Tuesday, 29 November 2016
Perkembangan Hindu di Asia Selatan
Memasuki tahun 1500 SM, bangsa Arya yang berasal dari Asia Tengah datang bergerombol memasuki wilayah peradaban Lembah Sungai Indus. Peradaban yang berdiri sejak 3000 s.d. 2000 SM mengalami kemunduran. Peradaban yang memiliki kota-kota modern Mohenjodaro dan Harappa ini harus mengakui kekuatan bangsa Arya yang sering mengembara.

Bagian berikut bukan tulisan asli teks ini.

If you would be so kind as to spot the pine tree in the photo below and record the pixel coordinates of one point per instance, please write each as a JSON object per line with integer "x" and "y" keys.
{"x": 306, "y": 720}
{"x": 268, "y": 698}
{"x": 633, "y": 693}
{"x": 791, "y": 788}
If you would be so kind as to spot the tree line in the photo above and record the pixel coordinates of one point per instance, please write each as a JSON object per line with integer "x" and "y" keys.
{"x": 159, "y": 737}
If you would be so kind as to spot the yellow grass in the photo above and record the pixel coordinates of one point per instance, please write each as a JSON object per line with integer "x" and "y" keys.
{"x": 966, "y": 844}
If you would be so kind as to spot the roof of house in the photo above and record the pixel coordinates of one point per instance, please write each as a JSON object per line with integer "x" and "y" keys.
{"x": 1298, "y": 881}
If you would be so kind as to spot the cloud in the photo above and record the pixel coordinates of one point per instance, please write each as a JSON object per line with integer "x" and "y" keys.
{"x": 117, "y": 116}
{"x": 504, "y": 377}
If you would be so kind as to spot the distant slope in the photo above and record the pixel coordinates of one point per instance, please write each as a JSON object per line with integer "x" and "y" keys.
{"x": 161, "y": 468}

Bangsa Arya itu datangnya bergelombang dan pada suatu ketika daerah Panjab tidak lagi mencukupi, lebih-lebih bagi bangsa pengembara yang tidak mengenal tanah itu. Mereka mulai menyebar ke arah tenggara memasuki daerah lembah sungai Gangga dan Yamuna (Doab ‘daerah dua sungai’). Kalau di daerah Panjab mereka itu dapat mempertahankan kemurnian darah dan kebudayaan mereka, di daerah Doab mereka itu mulai bercampur dengan penduduk asli karena mereka masuk tidak lagi dengan jalan kekerasan melainkan dengan jalan damai. Sejak kira-kira 1000 tahun SM itulah percampuran itu sudah memberikan dasar-dasar yang kokoh untuk mengembangkan kebudayaan yang sampai puncak-puncaknya dalam kebulatan yang biasa disebut “kebudayaan Hindu”.
1) Kehidupan Masyarakat
Meskipun percampuran kebudayaan terus berlangsung, bangsa Arya tidak ingin kemurnian rasnya tetap terjaga. Mereka berusaha agar tidak tercipta perkawinan antara bangsa Arya dan bangsa Dravida. Oleh karena itu, mereka membuat sitem perkastaan atau disebut caturvarna atau empat kasta. Keempat kasta itu antara lain.
a) brahmana (para pendeta)
b) ksatriya (raja dan bangsawan)
c) waicya (pedagang dan buruh menengah)
d) shudra (petani dan buruh kecil serta budak)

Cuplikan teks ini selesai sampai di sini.